Now officially: TLS 1.3 is recognized as standard
Earlier we wrote that the Internet Engineering Council (IETF) approved the new version of TLS - 1.3. Last week, the protocol was recognized as a standard. Today - let's talk about its capabilities.
/ photo by Charles Dyer CC
Over the update of the protocol began to work in 2014. Unofficially, the work on TLS 1.3 ended in March of this year, but it took the engineers a few more months to conduct additional checks.
The creators claim that the final version of TLS 1.3 is more secure and productive: in its encryption algorithms, all the known (to date) vulnerabilities of TLS 1.2 are closed, and the process of “handshaking” is twice as fast as its predecessor. The developers also added forward secrecy and new features like 0-RTT.
TLS 1.3 made the largest number of significant changes in the entire history of the protocol. For this reason, some have even suggested calling it TLS 2.0.
Now that the new version of the TLS protocol is 1.3 (RFC 8446 ) is officially approved, it remains to implement it for all connections over the network.
TLS has a kind of backward compatibility.

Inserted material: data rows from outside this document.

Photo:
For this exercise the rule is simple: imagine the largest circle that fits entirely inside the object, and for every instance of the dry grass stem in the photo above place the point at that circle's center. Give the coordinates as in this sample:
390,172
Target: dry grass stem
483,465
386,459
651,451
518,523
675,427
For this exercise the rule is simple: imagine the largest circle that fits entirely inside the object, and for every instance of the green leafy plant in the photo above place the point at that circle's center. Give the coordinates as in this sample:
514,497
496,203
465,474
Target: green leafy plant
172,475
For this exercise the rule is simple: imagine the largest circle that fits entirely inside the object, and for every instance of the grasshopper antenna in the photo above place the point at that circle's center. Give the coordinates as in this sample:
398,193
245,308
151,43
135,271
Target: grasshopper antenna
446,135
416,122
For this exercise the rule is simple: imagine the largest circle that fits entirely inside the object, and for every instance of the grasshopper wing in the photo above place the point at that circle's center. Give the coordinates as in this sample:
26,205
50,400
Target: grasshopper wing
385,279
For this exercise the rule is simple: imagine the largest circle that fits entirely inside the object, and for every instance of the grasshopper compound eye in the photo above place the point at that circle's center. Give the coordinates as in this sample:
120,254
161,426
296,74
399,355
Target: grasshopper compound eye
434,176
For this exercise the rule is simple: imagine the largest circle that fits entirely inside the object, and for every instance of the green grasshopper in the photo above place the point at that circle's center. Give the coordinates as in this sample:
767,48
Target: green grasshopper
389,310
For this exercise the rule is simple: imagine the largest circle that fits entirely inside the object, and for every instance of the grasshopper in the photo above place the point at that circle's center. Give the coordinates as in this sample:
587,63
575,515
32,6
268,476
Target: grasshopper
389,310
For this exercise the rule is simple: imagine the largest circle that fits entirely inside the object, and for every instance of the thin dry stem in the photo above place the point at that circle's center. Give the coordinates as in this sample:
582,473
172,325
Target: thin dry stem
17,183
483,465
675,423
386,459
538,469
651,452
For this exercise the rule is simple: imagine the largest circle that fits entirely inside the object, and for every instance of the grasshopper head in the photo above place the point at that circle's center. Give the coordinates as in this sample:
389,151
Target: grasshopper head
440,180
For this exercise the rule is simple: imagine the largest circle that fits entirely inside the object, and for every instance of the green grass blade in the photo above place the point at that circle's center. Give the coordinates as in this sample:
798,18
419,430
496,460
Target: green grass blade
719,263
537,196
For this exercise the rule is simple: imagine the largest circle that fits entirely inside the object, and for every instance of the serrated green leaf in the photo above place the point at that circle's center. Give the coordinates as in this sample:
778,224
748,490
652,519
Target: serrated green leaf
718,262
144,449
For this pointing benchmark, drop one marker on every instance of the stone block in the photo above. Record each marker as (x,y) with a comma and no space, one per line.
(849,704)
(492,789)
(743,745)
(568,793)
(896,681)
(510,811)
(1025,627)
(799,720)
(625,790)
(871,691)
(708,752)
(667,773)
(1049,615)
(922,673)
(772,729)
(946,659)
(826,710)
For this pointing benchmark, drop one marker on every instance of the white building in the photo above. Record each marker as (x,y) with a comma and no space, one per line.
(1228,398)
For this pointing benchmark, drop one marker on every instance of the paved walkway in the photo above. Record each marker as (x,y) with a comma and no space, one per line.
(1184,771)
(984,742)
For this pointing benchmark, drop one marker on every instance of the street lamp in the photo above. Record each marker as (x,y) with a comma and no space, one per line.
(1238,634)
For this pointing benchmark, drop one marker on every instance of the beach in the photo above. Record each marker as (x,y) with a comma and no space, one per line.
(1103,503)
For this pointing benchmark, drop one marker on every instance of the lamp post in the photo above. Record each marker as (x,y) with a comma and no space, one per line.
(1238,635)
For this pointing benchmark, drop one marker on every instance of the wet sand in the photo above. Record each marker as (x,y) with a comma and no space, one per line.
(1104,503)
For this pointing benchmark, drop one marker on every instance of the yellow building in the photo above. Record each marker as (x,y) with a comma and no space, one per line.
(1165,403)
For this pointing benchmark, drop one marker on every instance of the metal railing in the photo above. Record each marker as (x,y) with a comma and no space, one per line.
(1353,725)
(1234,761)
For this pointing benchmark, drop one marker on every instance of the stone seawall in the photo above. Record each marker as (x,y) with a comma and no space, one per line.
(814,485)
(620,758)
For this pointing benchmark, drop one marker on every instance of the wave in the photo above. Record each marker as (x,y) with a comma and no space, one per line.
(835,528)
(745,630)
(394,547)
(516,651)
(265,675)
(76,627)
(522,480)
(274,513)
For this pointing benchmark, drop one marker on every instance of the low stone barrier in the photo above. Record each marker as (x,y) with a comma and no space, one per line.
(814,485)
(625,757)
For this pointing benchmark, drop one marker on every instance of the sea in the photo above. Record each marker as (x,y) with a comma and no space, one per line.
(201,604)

When a connection is established between the client and the server, the supported protocol versions are exchanged and the one that both parties can work with is selected. However, this feature is not used everywhere. With the advent of TLS 1.3 to 3% of the server with support for TLS 1.2 just tore connection instead of sending client supports the version number.
A similar problem arose with intermediate nodes ( middlebox ). Due to the fact that TLS did not change much, things like firewalls, NAT and load balancers refused to work with the new version of the protocol.
This phenomenon engineers dubbed ossification (ossification). The fact that some developers do not use the flexibility of the protocol, the introduction of new implementations of it is difficult. As an analogy, industry participants give an example with an old door. If you do not touch it for a long time, the loops rust and it opens with a creak.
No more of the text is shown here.